Why this receptiveness to lies? Yale history professor, Timothy Snyder’s believes that the decline of local newspapers ended the kind of reporting that readers could verify for themselves. If you spelt the names right of the winners of the flower show people were going to believe you got the big stories right too. And heaven help you if you didn’t. National newspapers were too distanced for many - and thus a shared local community perception of social reality was lost, replaced by shock-jocks’ ranting, extreme right websites, and whatever Big Lie was circulating nationally or even internationally. Enter far right the heterogeneous mob that attacked the Capitol.
Authoritarian regimes are well aware that the truth is their enemy. We owe the rapid spread of the Coronavirus to an entrenched culture of falsehood and deception within the Chinese Communist Party. At all costs Party officials tried to avoid delivering bad news for fear of the messenger being punished. Putin seems genuinely frightened by Alexei Navalny because he is brave enough to defy the kleptocracy’s terror tactics to the point of repeatedly risking his own life. His courage and ability to survive assassination attempts have inspired Russian youth. The truth may not always set you free but it has got 100,000 people out onto the streets of Russia’s cities.
Against this grim background are there lessons for our own small island? First, democracy cannot thrive if the electorate is routinely misinformed by government and by a partly supportive Press disguising deceit, incompetence or worse. We are becoming aware that democracy cannot be taken for granted. And increasingly citizens are taking action to defend it.
Finally, there is an accepted right to truth. The UN International Covenant on Civil and Political Rights provides a basis for the right of victims of grave human rights violations and their families, as well as society as a whole, to find out the truth. It has not been without results, notably the Truth Commissions. The UN has an annual Right to Truth Day on 24 March chosen to coincide with the date of St. Oscar Romero’s assassination in El Salvador. It is an interesting example of Catholic thinking about human dignity converging with UN thinking about human rights, two approaches often thought of, and presented as, dissonant.

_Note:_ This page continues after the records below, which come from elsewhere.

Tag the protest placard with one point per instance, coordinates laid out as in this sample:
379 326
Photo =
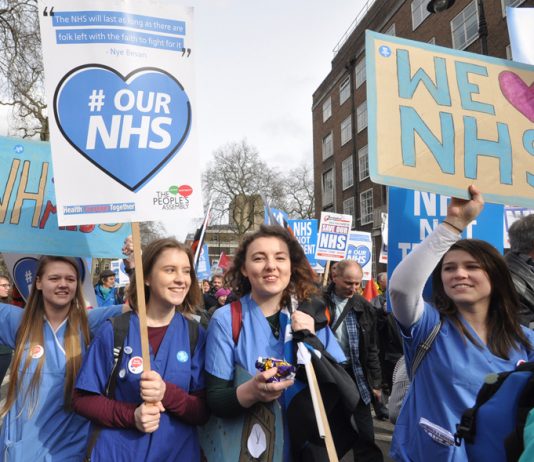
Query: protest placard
119 84
441 119
28 209
332 237
360 249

Actually the Catholic tradition also puts truth into a wider human rights context. Pope John XXIII, less than two months before he died of cancer in 1963, writing in his encyclical letter Pacem in Terris (Peace on Earth) addressed not just his Church but all people: “before a society can be considered well-ordered, creative, and consonant with human dignity, it must be based on truth. St. Paul expressed this as follows: ‘Putting away lying speak ye the truth every man with his neighbour for we are members one of the other’. (Ephesians IV.25). Not a bad text for the Republicans in the USA and the Johnson coterie here in the UK to consider.